There's was a nice thread comparing Muirfield and Royal St Georges recently.
Given that the Championship courses at Royal Aberdeen and Cruden Bay are often compared here's a similar exercise, but this time comparing separately the par-3's, the par-4's and the par-5's.
Par-3's
Royal Aberdeen has 4, the 3rd, 8th, 11th and 17th
Cruden Bay also has 4, the 4th, 11th, 15th and 16th
I suggest a composite courses par-3's would be the 3rd, 8th and 17th at RA plus the 4th from CB.
Par-5's
Royal Aberdeen has 3, the 2nd, the 6th and the 12th
Cruden Bay only has 2, the 6th and the 13th.
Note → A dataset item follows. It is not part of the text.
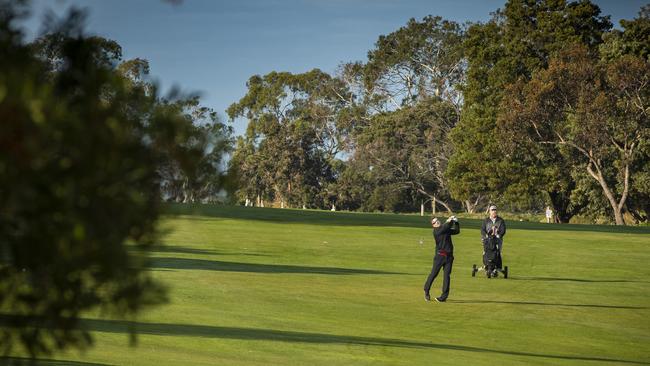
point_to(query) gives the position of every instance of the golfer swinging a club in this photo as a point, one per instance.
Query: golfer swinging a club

My composite would only have 2, both of them, the 6th and the 13th, would be from CB.
Par-4's
For the sake of comparison I'm turning the short-ish par-5 6th at Royal Aberdeen into a long par-4, thus both courses are par-70. Hence in this comparison both RA and CB have 12 each.
RA the 1st, 4th, cut down 6th, 9th, 14th, 16th and 18th
CB the 3rd, 5th, 7th, 17th and 18th
(the 3rd at CB is a bit of a floater hole here. I could have included several other notable holes from either course but I wanted to include a shortish par-4)
Summary of above
RA 10 holes
CB 8 holes
(close to being 11/7 split or possibly even 12/6)
No doubt they are two wonderful courses. Which would I choose to play? As a newbee visitor to the area with only one round to be played on either course to be ingrained in the memory forever? CB. An extremely challenging, even severe course, testing every aspect of your game in a medal round against your most hated opponent when you are playing well, your opponent isn't and your playing for serious £$£$? RA every time. A member of both living half way between them? RA 7 times, CB 2 times and the St Olaf 9-holer at CB once (actually the 6th and 8th holes on the St Olaf 9-holer at CB and the 17th on the Silverburn course at RA would probably make my overall 18 composite holes at both sites).